The Kids Are All Right

Bi Media

Image/Focus Features

The Kids Are All Right (2010) is an American independent comedy-drama film written and directed by Lisa Cholodenko. The full-length feature stars Annette Bening and Julianne Moore as a same-sex couple in Los Angeles with two children conceived through an anonymous sperm donor named Paul (Mark Ruffalo). When the oldest of the two kids turns 18 and the younger brother pressures his older sister to find out the identity of their donor father, Paul becomes entangled in the family’s lives in complicated ways.

This entry will focus on the character of Jules (Moore), a landscape designer with a bohemian aesthetic who often wears her red hair down past her shoulders. 

Overall, Jules is a satisfying, three-dimensional queer character. She’s a good mother and does her best to be a good partner to Nic (Bening), and has enough hippie sensibilities to be interesting. She has strengths and failings, hopes and dreams and fears, and makes mistakes just like any other partner or parent, and seems to overall have a pretty good sense of herself (though that does get shaken on a few fronts at different points in the story). 

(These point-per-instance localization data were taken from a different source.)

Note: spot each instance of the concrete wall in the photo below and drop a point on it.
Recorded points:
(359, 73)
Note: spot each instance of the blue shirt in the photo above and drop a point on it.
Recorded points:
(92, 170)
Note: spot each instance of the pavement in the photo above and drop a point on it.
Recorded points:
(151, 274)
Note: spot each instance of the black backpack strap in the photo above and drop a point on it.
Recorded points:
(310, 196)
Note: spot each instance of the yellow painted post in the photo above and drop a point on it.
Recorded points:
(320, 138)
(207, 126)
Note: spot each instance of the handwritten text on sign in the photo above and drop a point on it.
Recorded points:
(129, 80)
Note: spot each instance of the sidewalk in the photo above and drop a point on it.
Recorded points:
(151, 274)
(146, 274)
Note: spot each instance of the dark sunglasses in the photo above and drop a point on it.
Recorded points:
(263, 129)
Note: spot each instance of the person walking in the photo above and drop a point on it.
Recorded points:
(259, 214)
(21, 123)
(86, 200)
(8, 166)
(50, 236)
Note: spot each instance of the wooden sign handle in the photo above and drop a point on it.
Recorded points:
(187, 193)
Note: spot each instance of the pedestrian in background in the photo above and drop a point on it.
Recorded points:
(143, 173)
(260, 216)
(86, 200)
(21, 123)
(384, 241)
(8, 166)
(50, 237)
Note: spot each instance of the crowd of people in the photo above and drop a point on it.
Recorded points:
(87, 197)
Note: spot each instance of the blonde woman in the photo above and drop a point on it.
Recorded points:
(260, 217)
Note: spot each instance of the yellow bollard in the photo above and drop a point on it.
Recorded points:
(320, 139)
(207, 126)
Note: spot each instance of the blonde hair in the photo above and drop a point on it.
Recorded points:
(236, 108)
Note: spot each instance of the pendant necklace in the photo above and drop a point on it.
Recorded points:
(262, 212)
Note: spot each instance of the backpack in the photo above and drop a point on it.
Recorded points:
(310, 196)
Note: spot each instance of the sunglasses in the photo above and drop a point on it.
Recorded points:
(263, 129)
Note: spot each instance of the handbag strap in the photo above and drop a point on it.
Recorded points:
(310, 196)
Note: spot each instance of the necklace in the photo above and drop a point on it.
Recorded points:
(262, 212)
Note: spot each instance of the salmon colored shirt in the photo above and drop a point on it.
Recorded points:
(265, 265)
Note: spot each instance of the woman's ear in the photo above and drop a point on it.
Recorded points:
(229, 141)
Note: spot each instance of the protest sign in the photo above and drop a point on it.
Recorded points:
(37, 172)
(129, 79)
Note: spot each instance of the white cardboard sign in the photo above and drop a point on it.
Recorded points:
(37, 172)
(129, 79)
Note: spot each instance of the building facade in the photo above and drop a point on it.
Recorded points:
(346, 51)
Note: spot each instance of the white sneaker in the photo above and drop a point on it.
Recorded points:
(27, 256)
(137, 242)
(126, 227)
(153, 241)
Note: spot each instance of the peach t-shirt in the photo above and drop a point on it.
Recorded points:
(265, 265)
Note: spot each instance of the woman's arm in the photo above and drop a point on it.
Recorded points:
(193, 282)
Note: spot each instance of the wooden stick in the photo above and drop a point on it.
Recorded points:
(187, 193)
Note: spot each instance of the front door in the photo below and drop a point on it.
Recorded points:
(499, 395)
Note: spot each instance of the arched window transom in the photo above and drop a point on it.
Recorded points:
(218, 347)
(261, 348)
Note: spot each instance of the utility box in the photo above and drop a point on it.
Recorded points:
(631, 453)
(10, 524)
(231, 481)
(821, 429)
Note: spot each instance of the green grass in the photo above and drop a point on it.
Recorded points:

We see her loving Nic but also having trouble at times connecting or reconnecting with her, which the two of them attempt to tackle like adults. Like any adult couple, they come across bumps in the road, but Jules remains deeply attracted to Nic and tries to make their marriage work, especially in the first half of the movie. When Paul enters the picture and the two have an affair, their sexual encounters show her attraction to him and her delight in their tryst. She especially responds to his appreciation of her skill in her landscape design work, which seems to have been overlooked by her perfectionist partner, Nic. However, when the shit hits the fan, Jules tells Paul she’s “gay” and begins to retreat to her marriage and work on making it up to Nic.

Image/Focus Features

We wish she’d used the term “bi” or “queer” to describe her obvious attraction to both sexes. And it’s regrettable to yet again see a bi character be a cheater (and for their adultery to be the crux of the entire plot). But then again, The Kids is smart enough not to let her suffer and lose her family in some form of a pat, modern morality tale. We see Jules ask for forgiveness and get a redemption arc, and the film is smart enough to see that people can make mistakes from time to time and can apologize through changed behavior — the best form of apology.

Ultimately, while Jules is a well-drawn character with strengths and flaws and plenty of emotions (especially as the heart of the family), her attraction to men is seen as a slip-up rather than an expression of her bisexuality. In reality, it can be both. Jules is a good example of a messy bi character in modern film — not a paragon or a role model of queerness, but still also deeply human.